ROMASANTA. MEMORIAS INCIERTAS DEL HOMBRE LOBO

Alfredo Conde

Destino. Barcelona, 2004

187 páginas. 17 euros

Conde crea un protagonista que, al contrario del que nos ha sido presentado tradicionalmente, un ser primitivo dominado por la superstición, como en la novela de Carlos Martínez-Barbeito El bosque de Ancines y en la película a que dio lugar El bosque del lobo, de Pedro Olea, es educado, posee cierta afición a leer y es inteligente y racional. Así es capaz de manejar su vida con solvencia a pesar de los crímenes cometidos y con objeto de salir bien parado del juicio inventa deliberadamente que se transforma en lobo y permanece en tal estado a veces durante días y días.
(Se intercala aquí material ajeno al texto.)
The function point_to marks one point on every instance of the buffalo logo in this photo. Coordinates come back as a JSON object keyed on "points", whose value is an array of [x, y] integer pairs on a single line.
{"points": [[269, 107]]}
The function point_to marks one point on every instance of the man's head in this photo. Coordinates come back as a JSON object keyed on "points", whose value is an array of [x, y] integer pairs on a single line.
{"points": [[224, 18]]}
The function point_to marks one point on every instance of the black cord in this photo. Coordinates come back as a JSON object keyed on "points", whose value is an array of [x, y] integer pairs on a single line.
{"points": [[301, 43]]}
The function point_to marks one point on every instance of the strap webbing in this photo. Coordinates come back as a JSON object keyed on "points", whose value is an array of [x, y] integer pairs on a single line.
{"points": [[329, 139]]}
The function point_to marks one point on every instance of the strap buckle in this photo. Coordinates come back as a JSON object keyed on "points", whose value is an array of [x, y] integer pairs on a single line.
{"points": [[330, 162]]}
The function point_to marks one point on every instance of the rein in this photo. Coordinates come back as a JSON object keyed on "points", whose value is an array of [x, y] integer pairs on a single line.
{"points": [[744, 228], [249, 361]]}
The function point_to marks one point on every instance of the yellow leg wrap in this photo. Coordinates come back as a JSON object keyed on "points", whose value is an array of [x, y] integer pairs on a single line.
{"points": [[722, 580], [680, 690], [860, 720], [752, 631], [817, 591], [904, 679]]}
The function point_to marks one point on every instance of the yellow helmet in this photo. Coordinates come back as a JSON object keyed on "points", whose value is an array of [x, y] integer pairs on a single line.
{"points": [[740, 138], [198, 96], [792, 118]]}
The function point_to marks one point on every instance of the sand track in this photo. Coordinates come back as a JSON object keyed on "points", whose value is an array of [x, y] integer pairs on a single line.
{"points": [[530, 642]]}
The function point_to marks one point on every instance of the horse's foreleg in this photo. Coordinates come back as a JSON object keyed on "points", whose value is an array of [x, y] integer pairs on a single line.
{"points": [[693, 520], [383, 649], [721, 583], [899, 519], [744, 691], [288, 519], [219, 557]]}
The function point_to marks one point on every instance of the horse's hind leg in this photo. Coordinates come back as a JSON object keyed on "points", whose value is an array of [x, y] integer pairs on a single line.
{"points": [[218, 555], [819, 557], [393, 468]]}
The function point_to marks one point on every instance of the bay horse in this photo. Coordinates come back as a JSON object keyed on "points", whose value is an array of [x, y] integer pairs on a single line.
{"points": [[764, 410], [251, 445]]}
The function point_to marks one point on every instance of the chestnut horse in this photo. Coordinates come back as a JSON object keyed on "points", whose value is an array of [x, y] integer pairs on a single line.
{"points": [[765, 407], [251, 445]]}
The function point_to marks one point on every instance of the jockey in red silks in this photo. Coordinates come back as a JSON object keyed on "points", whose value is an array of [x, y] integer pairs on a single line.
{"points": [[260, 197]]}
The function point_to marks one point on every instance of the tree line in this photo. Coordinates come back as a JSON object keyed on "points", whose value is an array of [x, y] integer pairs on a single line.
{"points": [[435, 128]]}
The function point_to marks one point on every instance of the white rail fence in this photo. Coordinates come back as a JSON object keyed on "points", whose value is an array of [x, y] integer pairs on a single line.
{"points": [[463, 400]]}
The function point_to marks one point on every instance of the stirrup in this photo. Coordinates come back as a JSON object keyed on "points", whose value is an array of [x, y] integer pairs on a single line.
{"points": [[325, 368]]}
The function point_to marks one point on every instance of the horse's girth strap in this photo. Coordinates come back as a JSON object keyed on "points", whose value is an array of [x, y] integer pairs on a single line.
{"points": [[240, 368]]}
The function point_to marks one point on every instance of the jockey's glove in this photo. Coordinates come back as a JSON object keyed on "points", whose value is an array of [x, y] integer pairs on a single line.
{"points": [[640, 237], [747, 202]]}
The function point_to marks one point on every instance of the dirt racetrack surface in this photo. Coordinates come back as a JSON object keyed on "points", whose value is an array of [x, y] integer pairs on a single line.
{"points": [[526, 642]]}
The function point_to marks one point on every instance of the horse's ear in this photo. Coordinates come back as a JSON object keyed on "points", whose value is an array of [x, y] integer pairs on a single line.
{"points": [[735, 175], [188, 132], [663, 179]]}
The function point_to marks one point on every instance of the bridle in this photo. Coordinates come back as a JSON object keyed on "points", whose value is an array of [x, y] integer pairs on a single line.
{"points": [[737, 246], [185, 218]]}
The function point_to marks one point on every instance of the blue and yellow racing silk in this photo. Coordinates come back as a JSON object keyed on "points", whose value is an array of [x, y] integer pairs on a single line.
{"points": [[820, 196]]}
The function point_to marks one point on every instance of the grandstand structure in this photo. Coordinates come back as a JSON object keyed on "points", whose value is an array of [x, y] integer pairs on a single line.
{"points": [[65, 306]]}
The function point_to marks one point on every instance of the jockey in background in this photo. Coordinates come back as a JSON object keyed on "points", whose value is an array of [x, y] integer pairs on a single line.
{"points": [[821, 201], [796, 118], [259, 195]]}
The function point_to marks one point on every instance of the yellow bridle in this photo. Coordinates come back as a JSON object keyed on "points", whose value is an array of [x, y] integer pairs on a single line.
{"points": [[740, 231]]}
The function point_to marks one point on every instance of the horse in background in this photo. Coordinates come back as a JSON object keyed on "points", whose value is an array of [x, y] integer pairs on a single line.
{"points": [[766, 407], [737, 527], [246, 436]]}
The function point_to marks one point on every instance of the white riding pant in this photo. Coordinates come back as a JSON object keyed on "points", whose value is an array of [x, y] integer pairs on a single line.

El texto transmite en primera persona las sensaciones de un personaje narcisista, ebrio de emociones prohibidas, frío y manipulador, totalmente ajeno a los sufrimientos del prójimo, es decir, la figura de un asesino múltiple de los que ahora podemos tener noticia en los periódicos. Asimismo, nuestro hombre revela una inusual capacidad para la manipulación de los medios de comunicación y de la opinión pública lo que vuelve a situar la obra en el territorio de la actualidad más que en el de la historia.
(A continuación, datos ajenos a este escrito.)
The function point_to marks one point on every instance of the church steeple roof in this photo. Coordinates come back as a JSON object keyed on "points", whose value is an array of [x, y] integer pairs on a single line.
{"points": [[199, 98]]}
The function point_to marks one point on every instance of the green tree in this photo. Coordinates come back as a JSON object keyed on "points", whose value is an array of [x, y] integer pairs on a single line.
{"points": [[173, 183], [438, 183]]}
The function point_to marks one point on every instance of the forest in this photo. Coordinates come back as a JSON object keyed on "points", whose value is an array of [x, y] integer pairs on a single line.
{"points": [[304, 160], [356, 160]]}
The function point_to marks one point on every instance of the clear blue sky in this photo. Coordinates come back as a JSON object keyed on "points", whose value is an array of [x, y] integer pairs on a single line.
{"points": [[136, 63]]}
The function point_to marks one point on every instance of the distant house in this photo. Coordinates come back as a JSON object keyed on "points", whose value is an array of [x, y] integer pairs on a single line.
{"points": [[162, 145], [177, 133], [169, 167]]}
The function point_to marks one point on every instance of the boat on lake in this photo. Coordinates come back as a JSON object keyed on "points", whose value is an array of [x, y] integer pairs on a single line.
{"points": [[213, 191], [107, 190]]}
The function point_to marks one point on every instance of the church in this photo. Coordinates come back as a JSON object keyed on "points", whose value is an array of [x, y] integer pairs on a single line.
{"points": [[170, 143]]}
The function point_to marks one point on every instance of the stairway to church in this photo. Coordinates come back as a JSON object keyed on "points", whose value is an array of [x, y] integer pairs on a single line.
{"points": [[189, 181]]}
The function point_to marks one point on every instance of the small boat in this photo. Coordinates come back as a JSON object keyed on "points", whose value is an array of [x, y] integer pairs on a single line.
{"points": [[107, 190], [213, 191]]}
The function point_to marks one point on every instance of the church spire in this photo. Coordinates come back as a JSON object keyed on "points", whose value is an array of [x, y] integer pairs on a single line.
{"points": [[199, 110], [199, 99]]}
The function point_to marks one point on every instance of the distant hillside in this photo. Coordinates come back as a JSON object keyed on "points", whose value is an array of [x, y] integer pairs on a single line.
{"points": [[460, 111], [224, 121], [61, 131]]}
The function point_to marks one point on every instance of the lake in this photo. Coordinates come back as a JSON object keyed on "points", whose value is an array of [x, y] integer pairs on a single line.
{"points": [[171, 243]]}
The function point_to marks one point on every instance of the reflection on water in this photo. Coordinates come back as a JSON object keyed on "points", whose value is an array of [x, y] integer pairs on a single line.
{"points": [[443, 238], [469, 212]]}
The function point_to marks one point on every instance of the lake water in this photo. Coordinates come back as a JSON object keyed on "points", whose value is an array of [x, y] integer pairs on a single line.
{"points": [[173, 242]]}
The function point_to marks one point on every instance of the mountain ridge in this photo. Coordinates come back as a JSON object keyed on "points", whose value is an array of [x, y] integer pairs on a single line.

Inevitablemente, surge la comparación con Cela y su Pascual Duarte. Pero si la disposición narrativa es similar (aunque Romasanta carece del engranaje estructural de la novela de Cela) los propósitos son muy distintos. Hay una paradoja: mientras en Cela el lenguaje y el contenido del libro son duramente violentos pero el personaje se vuelve humano porque purga con humildad sus errores y maldades, aquí, en cambio, un texto pulcro y con escasa violencia explícita origina un personaje distante y autosuficiente, menos cercano, más monstruoso.
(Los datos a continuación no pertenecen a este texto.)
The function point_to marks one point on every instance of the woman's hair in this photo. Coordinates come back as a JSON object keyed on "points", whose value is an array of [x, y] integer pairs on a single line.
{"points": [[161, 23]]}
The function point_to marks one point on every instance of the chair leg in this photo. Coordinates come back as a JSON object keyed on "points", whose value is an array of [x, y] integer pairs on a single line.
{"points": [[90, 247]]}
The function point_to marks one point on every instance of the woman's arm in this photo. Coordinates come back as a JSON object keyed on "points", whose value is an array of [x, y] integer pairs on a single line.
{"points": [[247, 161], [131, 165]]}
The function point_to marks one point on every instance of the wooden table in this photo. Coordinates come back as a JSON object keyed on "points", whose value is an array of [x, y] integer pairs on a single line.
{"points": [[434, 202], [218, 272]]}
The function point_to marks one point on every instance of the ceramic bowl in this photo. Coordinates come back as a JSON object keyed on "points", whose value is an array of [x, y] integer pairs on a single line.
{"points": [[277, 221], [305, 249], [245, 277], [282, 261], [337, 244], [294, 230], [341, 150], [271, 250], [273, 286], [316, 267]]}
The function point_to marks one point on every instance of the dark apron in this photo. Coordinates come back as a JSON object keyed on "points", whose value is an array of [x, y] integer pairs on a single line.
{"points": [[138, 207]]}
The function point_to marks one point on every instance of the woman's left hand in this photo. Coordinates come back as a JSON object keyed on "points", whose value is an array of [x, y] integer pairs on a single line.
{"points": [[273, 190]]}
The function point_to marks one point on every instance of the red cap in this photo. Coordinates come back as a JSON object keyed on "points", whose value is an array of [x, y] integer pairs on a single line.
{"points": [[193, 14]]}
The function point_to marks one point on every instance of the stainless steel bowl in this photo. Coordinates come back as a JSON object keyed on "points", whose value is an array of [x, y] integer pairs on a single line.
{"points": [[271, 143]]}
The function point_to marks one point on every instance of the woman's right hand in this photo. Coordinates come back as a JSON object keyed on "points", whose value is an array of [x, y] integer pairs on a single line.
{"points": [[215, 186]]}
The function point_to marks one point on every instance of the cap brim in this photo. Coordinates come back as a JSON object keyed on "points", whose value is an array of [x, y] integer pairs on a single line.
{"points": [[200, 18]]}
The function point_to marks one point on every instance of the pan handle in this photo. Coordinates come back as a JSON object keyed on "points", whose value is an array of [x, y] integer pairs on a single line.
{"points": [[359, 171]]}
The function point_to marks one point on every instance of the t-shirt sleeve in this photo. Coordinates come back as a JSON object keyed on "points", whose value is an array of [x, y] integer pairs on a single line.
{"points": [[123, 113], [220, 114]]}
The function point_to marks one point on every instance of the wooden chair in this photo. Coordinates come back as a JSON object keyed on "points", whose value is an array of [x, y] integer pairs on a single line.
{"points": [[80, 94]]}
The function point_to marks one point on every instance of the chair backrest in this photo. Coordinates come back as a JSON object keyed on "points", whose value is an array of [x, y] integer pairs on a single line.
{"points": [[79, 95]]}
La obra participa activamente de la corriente actual de novelas basadas en hechos históricos y plantea crudamente la cuestión de la verdad y la ficción. No sé si ofrecer este libro a Arcadi Espada como ejemplo de aquello que le hemos oído alguna vez, cuando ficción y realidad se mezclan, la primera ocupa todo el territorio.

* Este artículo apareció en la edición impresa del viernes, 14 de mayo de 2004.